Proprio da tale convincimento emerge il tentativo di costruire un percorso di 
connessione tra gli stili di attaccamento, la trama delle emozioni, della loro 
regolazione o disregolazione e quella della dipendenza da sostanze, al fine di 
accedere ad una lettura particolareggiata dei rapporti tra stile di attaccamento, 
abuso di sostanze e quel disturbo della regolazione affettiva che si esplica nel 
funzionamento mentale di tipo alessitimico. 
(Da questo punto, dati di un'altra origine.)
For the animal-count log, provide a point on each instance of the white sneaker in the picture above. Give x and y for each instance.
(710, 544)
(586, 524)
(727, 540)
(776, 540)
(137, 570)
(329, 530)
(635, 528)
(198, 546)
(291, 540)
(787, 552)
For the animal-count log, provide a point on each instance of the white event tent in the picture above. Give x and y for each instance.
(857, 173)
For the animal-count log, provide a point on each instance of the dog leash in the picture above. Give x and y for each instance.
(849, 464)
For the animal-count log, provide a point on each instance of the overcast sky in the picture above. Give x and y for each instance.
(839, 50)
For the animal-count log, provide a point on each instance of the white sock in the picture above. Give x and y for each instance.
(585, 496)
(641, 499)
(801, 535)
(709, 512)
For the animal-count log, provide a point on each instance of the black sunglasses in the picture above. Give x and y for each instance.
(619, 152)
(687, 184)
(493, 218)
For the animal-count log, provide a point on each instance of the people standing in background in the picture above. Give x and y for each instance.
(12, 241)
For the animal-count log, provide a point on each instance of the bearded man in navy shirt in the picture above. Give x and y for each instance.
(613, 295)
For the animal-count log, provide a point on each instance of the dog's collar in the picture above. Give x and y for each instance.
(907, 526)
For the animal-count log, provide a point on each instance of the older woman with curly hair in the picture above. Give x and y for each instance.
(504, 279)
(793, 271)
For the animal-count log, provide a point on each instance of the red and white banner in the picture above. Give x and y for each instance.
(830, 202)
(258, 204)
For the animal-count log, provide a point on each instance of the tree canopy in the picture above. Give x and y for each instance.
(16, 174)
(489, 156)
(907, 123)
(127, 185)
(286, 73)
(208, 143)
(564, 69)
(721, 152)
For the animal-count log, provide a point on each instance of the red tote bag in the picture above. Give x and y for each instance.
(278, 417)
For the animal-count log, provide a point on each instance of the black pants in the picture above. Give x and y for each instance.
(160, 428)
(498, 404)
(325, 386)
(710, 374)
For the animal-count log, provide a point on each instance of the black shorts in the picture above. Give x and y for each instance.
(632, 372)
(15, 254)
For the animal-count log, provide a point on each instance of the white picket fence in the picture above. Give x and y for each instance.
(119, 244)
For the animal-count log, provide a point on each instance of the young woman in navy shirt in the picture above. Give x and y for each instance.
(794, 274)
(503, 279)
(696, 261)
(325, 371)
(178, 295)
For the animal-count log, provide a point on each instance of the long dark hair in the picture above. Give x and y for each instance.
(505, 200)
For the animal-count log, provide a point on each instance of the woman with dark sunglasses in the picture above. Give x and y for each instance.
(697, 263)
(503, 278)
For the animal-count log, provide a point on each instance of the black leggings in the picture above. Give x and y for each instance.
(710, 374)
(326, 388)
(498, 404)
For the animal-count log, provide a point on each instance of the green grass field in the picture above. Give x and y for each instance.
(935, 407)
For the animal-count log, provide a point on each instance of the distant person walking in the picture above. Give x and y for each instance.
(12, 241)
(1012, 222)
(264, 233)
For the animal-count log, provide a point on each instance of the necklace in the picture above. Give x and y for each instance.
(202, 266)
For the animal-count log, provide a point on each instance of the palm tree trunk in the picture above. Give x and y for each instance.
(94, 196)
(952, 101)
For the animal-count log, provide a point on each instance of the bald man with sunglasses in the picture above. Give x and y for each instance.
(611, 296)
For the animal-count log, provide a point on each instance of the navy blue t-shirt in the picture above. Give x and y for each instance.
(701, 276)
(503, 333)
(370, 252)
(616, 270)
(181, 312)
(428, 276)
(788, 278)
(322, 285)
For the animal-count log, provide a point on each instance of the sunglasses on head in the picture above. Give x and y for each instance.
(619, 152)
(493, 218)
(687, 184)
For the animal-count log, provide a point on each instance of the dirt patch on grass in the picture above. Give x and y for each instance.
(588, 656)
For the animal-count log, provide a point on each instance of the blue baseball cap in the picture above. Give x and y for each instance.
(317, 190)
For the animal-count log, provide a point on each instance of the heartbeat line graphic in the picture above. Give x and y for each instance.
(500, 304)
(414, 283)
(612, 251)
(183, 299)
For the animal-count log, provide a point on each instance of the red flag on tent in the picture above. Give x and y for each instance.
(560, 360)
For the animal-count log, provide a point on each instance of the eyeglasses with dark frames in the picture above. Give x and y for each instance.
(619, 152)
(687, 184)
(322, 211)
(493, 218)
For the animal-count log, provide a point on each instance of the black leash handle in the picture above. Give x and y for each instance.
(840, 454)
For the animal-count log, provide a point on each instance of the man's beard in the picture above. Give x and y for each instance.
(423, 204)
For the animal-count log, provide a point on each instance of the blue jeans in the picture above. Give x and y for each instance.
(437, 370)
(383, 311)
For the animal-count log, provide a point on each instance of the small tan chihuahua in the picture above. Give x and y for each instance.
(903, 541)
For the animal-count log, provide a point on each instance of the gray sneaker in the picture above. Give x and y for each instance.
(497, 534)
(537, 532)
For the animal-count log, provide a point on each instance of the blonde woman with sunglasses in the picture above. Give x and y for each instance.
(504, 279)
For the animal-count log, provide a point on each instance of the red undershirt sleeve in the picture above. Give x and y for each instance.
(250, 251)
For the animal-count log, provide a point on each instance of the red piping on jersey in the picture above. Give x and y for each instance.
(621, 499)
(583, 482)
Parlare di percorsi di connessione o di trame equivale ad assumere una posizione 
che, attraverso le parole di Francesco Corrao, può essere così riassunta: 
“La conoscenza non è una struttura architettonica ad accrescimento spaziale 
continuo, bensì è un movimento multidirezionale che evolve in un campo di 
forze da essa stesso generato e trasformato, in cui l’identità di ogni punto o parte 
è determinata dalla posizione nel tutto e non ha significato se non nel contesto. 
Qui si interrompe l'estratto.